Sir Keir will host a round table in London on Monday with leading business figures, including Tesco chairman John Allan and former Bank of England governor Mark Carney.

He plans to outline further details of Labour’s economic strategy, including creating clear rules for government taxation and spending, and giving the Office for Budget Responsibility an enhanced role.

According to World Bank data, UK GDP per capita grew by 0.5% annually between 2010 and 2021, compared to Poland’s growth of 3.6%.

If current trends continue, Labour has warned that by 2030, people in the UK will be £500 ($600) poorer than the population of Poland, and by 2040, will have fallen behind Hungary and Romania.

Labour has announced five broad missions, including achieving the highest sustained growth in the G7, turning the UK into a “clean energy superpower”, improving the NHS, reforming the justice system, and raising education standards.

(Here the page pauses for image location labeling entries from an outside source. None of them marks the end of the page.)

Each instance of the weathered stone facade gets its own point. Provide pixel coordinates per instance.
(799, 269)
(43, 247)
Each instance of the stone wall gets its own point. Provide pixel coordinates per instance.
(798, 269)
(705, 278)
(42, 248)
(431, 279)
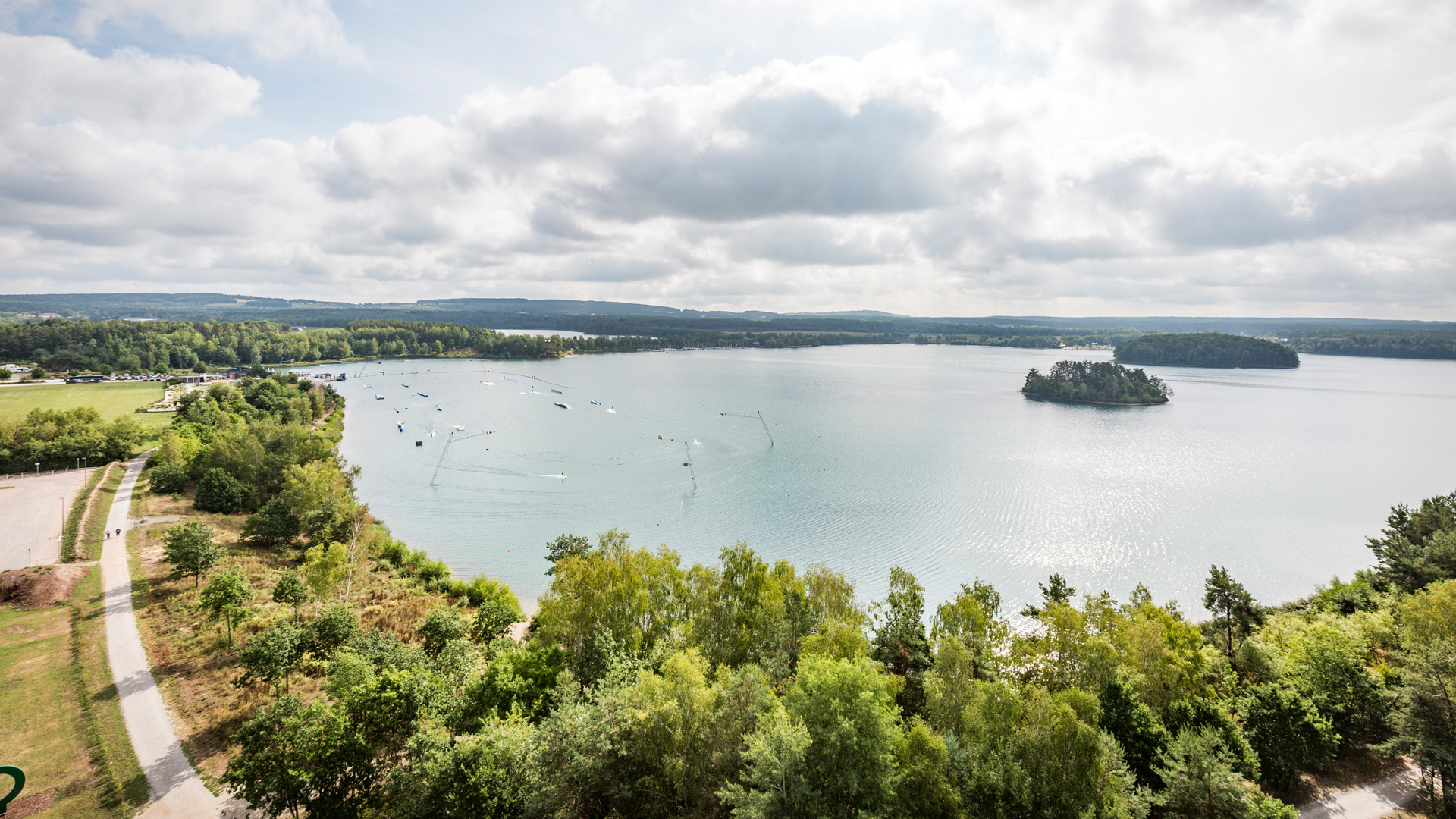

“We’ve got to find the courage to take on vested interests,” Sir Keir is scheduled to say later.

“So, if you think it’s not government’s role to shape markets, that we’re only here to serve them; or that a labour market which locks in low pay and productivity is something beyond reform; or that the planning system should favour the already wealthy, not the new houses, wind farms and laboratories we need to create more wealth… then that’s not going to work for us,” he will say.

Labour has revealed the initial metrics it will use to measure the success of its economic mission, which include comparing the growth in output per person to other countries and examining living standards using disposable income for the median UK household.

The party aims to make progress towards narrowing the gap between the median British family and those in France and Germany by the end of the parliament.